Homer-Dependent Teams Rarely Win World Series

Humber

During the broadcast of the Orioles-Royals series Tuesday, I was struck by a stat mentioned regarding the Royals and their small-ball ways. Since 1985, only one team (2009 Yankees) has won the World Series after leading MLB in home runs during that regular season.

For Doug Melvin, that number (1) should be a keen warning. Or at least it should serve as an enthusiastic reminder, a plea if you will, because Doug seems not to be interested in home run-averse strategies. The bitter truth is the home run means nothing if you don’t win.

The Texas Rangers were second in MLB in homers in 2011 with 210, but they lost the Series to the Cardinals. The Brewers themselves led the league in homers in 2007 with a whopping 231. The record of that year’s club? 83-79, or one game better than 2014’s team. No playoffs.

The basic lesson here is that home runs are sexy and cool, but they don’t bring home the bacon. The Brewers have seemingly been built, even before Doug Melvin’s time, in a type of “shock and awe” fashion in which the Brewers blitz opponents with a power barrage teams are unused to seeing. Even now they are still thought of by some as “the AL team that plays in the NL,” mostly due to the character of their roster’s construction. The problem with blowing away an opponent with the force of mortar and artillery alone, however, is that eventually you get outflanked and ambushed.

Just look at how well waiting for the three-run homer is working out for the 2014 Orioles in the ALCS. The Orioles led MLB in homers this year, as well as in 2013 and many other years, but they are getting punked by the Royals’ simpler weaponry including sacrifice flies, stolen bases and moving the runners over. The Royals were dead last in homers in 2014 with 95, the only team under 100.

The Brewers need to diversify their weaponry. They need bows, slingshots and catapults, cap guns, air rifles and hand grenades. They need bloops, line drives, infield hits, doubles and triples to accompany the occasional home run. They need to beat the enemy with any and all means. If one thing isn’t working, well, move on to something else.
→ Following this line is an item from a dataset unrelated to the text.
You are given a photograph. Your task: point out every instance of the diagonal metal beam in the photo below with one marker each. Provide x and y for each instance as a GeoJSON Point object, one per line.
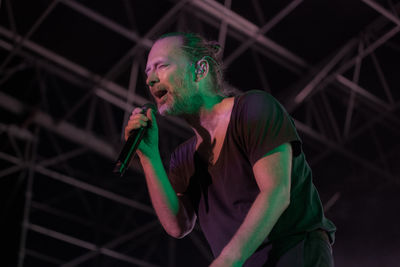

It’s not critical that the Brewers abandon the home run entirely. That would be unrealistic and somewhat silly at a stadium like Miller Park. But like the Royals of 2014, they should not expect the home run. They should not seek the home run. They should let the home run come to them by hitting the ball hard regardless of whether the ball drops on one side of the fence or the other. They should do or do not, as Yoda says. Not try.

The sooner Doug Melvin puts together a more balanced, complete team, the closer the Brewers will be to a slump-proof squad that can’t be defeated as regularly by lesser teams despite its impressive firepower. It will be tough, but Melvin should work hard to add at least one solid hitter who hits for average this offseason, if not two. Hey, maybe move a non-contact hitter like Carlos Gomez out of the leadoff spot. Because, really, there’s nothing sexy or cool about pop-outs or strikeouts, even if a hitter’s helmet flies off in the process.